Upon return, Njenga immersed himself into Nairobi’s fast life. He rented a house in Ofafa Jericho in Plot No U3, House number 4486. He also had another house in Banana Hill, on Limuru Road.
In Nairobi’s Victoria Street (ironically, now Tom Mboya Street), Njenga had a private office in Lombard House’s Room 27 and a secretary, Esther Ngugi. From here, he ran his businesses that included second hand car sales, Kemco Motors, located on University Way. His car, a Simca registration number KGR 250, was always parked there or at the Princess Hotel where he used to drink even during the day.

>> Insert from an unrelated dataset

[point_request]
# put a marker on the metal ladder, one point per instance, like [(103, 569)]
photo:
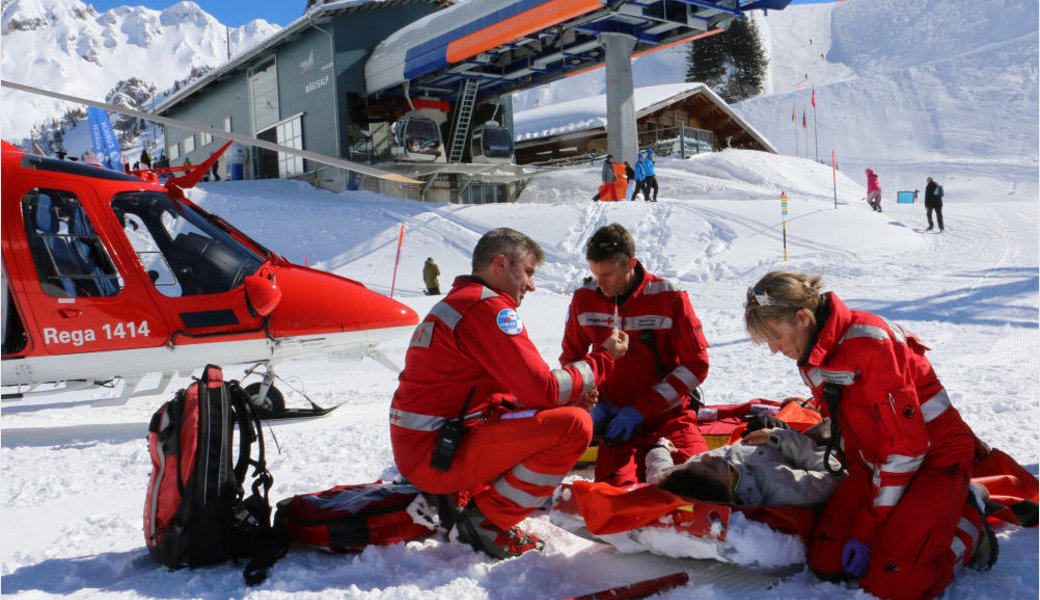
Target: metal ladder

On the day that he shot Mboya, as the minister stepped out of Government Road’s (Moi Avenue today) Chhani’s Pharmacy, Njenga had spent part of the day at a bar in Ngara. It was here that he met a Kamiti prison’s cleaner, Mary Njeri Munyuiri and he remarked: “Mboya is a bad man”.
Before Kanu’s formation, Njenga was a member of Mboya’s Nairobi People's Convention Party (NPCP) with Ms Munyuiri and another youth winger, Muigai Lumumba. Actually, Njenga told the trial court that he had been helped by Mboya to go to Bulgaria: “He helped me to buy clothes. And when I returned I used to go to his office for any help which I needed…”
Mboya had once offered Njenga a job but he declined: “I told him I did not want any because I had my own business,” he would later say.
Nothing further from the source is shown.